SimCity had a read-after-free bug that Microsoft patched in Windows 95. That was a lot easier for customers than having Maxis fix it, which could have required exchanging copies of the game.
I think we're starting to see more of this sort of thing happening now with Proton and Wine gaining prominence in the Linux community. Some games (Elden Ring comes to mind) have bad enough PC ports when they come out that the compatibility layer can incorporate a hotfix to improve performance, while users of the software on the original platform still had to suffer.
Fairly sure GPU drivers do the same thing where they include a ton of per game tweaks to make them run faster. It does feel like a fragile way of doing things where an external component that should be agnostic to the software running ends up including a handful of junk trying to fix stuff that should have been fixed by the consumer of the driver.
GPU driver packages are already a huge collection of workarounds for bad game engine coding.
An Nvidia employee once told me that one of the easiest ways to squeeze out a few extra frames on your old machine is to rename the game executable to hl2.exe.
This sounds like a really interesting story, would like to read more on why half life 2 specifically? the game itself was pretty well optimized and ran on really low end hardware even back in the day.
If you go back 5 years, everyone was using Quake 3 Arena as the benchmark. ATI got in some hot water because if you renamed quake3.exe to quack3.exe, your FPS would drop by 15%, because they were silently reducing quality to juice their benchmark numbers.
> Anyway, my colleague found that there was one program that needed to allocate around 64KB of memory on the stack and initialize it. The standard way of doing this is to perform a stack probe to ensure that 64KB of memory is available, then subtracting 65536 from the stack pointer, and then initializing the memory in a small, tight loop.
Actually, the standard way of allocating 64 kB of memory on the stack is to just assume you can do it, subtract 64k from the stack pointer, and hope for the best.
Most stack allocations in the wild are not checked.
This reminds me of a story from 15 years ago, where I was developing a technology to download games on demand by hooking into the OS calls.
There was a particular game that was superslow when this tech was applied. Original game loading took around 15-20 seconds, whereas once the tech was applied it took easily 3-5 min, even with all data already downloaded.

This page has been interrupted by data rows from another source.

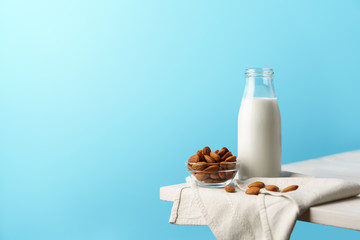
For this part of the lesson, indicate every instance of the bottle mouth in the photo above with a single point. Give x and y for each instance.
(259, 72)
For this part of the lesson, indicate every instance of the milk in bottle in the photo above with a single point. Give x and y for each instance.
(259, 127)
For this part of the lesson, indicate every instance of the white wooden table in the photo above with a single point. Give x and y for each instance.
(343, 213)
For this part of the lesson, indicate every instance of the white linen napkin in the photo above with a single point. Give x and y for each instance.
(269, 215)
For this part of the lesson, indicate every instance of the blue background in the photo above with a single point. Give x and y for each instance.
(102, 102)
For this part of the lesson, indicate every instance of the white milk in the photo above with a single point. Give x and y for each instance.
(259, 138)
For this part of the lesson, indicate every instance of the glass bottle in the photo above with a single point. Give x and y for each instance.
(259, 127)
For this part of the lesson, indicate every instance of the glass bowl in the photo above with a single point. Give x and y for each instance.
(212, 174)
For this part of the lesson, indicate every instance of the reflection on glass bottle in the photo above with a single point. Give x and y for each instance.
(259, 127)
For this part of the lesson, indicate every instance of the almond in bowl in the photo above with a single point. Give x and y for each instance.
(212, 169)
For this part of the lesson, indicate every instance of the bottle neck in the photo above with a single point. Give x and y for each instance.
(259, 84)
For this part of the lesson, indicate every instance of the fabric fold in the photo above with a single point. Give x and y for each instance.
(269, 215)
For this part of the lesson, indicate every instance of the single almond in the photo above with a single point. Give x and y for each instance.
(256, 184)
(272, 188)
(229, 188)
(214, 176)
(231, 159)
(215, 156)
(218, 180)
(212, 168)
(209, 159)
(201, 156)
(253, 191)
(201, 176)
(225, 156)
(290, 188)
(194, 158)
(199, 166)
(206, 150)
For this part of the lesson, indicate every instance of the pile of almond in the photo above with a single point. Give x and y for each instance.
(212, 167)
(254, 188)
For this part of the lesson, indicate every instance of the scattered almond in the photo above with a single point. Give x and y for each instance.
(256, 184)
(272, 188)
(253, 191)
(290, 188)
(229, 188)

When I started digging into it, I realized the reason was the game was using something like
fread(data, 1, 65536, fptr);
instead of
fread(data, 65536, 1, fptr);
Which basically expanded back in the day to 65k reads of 1 byte for several MB file. Each fread translated to 65k reads of ReadFile Windows API. Since my code was hooking on ReadFile system call, and my call was heavier than ReadFile, the game loading felt really slow. Unusable. It would have not been fun for players.
The easy fix was to swap arguments for certain calls. The long fix required to use an internal cache to account for these cases so that the hooked ReadFile was faster when data was already in disk.
Funny thing is that as we started rolling out the tech and applying it to more and more games we realized lots of games did this. We went for the cache fix and games ended up loading faster than before. Honestly, games could have load all the data in a couple of seconds by just swapping the args. I'm guessing developers did this on purpose so that games seemed like they were loading a lot of stuff, although you never know.
I used to be a graphics card/chip architect for macs in the early/mid 90s - our chips were the fastest, but some programs were resistant because they did stupid stuff: pagemaker invalidated the font cache every time it went thru its main loop, quark with ATM did an n*2 thing every time it wrote text etc etc. We had special hardware to accelerate text drawing and it did nothing because the software pissed it away. We considered creating a plugin that fixed all these things, it would have been hard to maintain, in the end we travelled around to the people who made these apps and talked them through their problems
To be fair excel would erase places white that it wanted to write up to 9 times before it drew any black pixels, we made that very fast! we didn't tell them :-)
At the time 24-bit framebuffers were so slow that before we built graphics acceleration hardware people would switch back to 8-bit to get stuff done, making 24-bit/true colour your daily driver was a big step forward.
People from Transmeta told me stories about how their translators were full of special case optimizations to fix horrors they discovered in Microsoft Windows itself.
There is no indication that the compiler that produced the code was Microsoft's. Actually the article hints otherwise ("[...] whatever compiler was used to compile this code").
SimCity had a read-after-free bug that Microsoft patched in Windows 95. That was a lot easier for customers than having Maxis fix it, which could have required exchanging copies of the game.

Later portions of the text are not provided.